[Proj] Insignificant difference between Swiss and Hungarian
Oblique Mercator?
Oscar van Vlijmen
ovv at hetnet.nl
Wed Dec 6 08:00:09 EST 2006
I didn't receive Mikael Rittri's message with the subject:
[Proj] Insignificant difference between Swiss and
Hungarian Oblique Mercator?
dated 2006-12-05
But I found it lurking in the archives. Of course, I could have accidentally
deleted the received message myself. In case others have missed it too: the
complete message is copied below.
As for the Hungarian EOV projection: I haven't seen any official test points
yet, so it is not clear if what I am doing is correct.

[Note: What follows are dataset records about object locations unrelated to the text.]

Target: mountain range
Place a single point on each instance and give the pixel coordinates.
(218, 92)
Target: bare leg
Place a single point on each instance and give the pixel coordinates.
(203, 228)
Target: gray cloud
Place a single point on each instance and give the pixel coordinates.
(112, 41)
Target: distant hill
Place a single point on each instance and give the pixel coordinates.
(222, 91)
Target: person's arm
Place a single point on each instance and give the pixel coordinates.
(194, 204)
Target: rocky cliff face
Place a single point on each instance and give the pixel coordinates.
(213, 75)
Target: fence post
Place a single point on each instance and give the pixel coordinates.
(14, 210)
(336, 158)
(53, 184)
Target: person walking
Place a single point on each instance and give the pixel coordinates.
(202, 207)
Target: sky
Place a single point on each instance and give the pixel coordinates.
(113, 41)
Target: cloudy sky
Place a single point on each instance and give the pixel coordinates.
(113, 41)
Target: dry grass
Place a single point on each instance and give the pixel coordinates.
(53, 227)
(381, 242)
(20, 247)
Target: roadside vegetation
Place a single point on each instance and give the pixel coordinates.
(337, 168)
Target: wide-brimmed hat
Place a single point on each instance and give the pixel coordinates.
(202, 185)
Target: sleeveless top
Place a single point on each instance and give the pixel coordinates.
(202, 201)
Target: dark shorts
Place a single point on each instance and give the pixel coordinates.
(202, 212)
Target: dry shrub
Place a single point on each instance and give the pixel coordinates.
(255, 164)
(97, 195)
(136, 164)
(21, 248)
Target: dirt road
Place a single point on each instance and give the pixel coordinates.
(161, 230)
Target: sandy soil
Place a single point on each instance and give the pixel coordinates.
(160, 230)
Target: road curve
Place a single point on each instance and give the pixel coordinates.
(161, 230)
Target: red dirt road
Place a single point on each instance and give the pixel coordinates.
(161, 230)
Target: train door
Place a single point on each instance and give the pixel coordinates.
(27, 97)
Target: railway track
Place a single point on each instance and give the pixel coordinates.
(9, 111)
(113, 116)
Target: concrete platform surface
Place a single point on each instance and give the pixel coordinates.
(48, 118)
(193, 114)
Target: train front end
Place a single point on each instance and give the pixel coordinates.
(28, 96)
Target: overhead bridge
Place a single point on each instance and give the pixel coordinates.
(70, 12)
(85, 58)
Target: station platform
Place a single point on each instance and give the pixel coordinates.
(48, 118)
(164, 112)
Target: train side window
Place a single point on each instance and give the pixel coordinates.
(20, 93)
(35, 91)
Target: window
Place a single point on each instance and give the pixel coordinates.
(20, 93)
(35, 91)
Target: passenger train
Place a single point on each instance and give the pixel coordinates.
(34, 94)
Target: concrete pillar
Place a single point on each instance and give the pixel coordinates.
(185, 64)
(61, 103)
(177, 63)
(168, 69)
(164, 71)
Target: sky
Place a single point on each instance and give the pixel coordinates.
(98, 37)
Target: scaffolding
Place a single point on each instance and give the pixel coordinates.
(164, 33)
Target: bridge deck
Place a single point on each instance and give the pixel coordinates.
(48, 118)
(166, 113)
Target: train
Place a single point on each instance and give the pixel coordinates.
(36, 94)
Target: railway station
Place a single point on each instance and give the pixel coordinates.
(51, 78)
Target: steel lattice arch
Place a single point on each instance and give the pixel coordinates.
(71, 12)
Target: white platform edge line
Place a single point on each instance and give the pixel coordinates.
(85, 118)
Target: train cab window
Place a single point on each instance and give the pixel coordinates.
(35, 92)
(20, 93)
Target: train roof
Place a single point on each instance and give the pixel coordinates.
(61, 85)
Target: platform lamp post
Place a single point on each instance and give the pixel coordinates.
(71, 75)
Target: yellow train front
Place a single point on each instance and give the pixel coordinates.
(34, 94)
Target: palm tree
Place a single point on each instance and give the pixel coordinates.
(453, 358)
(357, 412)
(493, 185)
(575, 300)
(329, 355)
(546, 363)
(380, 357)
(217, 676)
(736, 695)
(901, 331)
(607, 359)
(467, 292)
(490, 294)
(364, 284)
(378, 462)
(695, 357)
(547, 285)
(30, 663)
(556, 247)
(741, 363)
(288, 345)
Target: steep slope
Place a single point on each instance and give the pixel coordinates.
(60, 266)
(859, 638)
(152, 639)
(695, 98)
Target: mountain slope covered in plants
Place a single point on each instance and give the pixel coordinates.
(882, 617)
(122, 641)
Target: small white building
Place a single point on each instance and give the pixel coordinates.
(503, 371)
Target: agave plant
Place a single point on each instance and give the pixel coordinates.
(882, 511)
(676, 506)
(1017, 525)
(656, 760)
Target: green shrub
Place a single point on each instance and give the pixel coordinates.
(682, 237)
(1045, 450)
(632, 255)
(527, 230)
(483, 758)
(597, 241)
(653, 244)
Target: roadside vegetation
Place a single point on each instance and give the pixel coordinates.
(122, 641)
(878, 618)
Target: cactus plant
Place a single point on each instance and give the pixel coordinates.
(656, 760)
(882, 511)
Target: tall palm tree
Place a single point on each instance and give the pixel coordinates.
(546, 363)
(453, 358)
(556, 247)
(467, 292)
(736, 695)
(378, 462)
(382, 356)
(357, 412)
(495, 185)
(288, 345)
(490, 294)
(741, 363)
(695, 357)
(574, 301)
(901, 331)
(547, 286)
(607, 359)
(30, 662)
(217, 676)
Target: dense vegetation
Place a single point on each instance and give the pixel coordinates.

But the near-official formulae from the Department of Cartography and
Geoinformatics, Eötvös University, Budapest
<http://lazarus.elte.hu/gb/geodez/geodind.htm>
give for a
lat = 48; lon = 22;
an "x", "y" of:
299283.5538, 870209.6285 m
Monár Gábor & Timár Gábor give in an article to be found at:
<http://www.fomi.hu/internet/magyar/szaklap/2002/03/mar3.pdf>
an approximation for EOV with an oblique Mercator.
If I understand the parameters correctly:
ellipsoid: GRS67
lat0 = "47d 08m 39.8174s"; lonc = "19d 02m 54.8584s";
alfac = 90; gamma = 90;
k0 = 0.99993; x0 = -9370549.28432; y0 = 200000.00114;
set no_offset flag
omerc(lat,lon,lat0,lonc,alfac,gamma,k0,x0,y0);
Result: x = 870209.5387; y = 299283.5505 m
This differs by 9.0 cm and 3.3 mm with the correct values.
The authors state however that in the horizontal direction this
approximation is better than 0.17 mm.
Probably I didn't interpret the parameters correctly?
Another approximation with the Swiss omerc projection, where mr. Rittri
refers to, has never been discussed on the maptools list, but on the
r-sig-geo list.
<http://www.mail-archive.com/r-sig-geo@stat.math.ethz.ch/msg00600.html>
and <.../msg00601.html>
In my understanding the parameters are:
ellipsoid: GRS67
lat0 = 47.14439372222222; lon0 = 19.04857177777778;
x0 = 650000; y0 = 200000; k0 = 0.99993;
somerc(lat,lon,lat0,lon0,x0,y0,k0);
Result: x = 870209.6286; y = 299283.5528 m
Differences with the Hungarian values: 1.0 mm, 0.1 mm.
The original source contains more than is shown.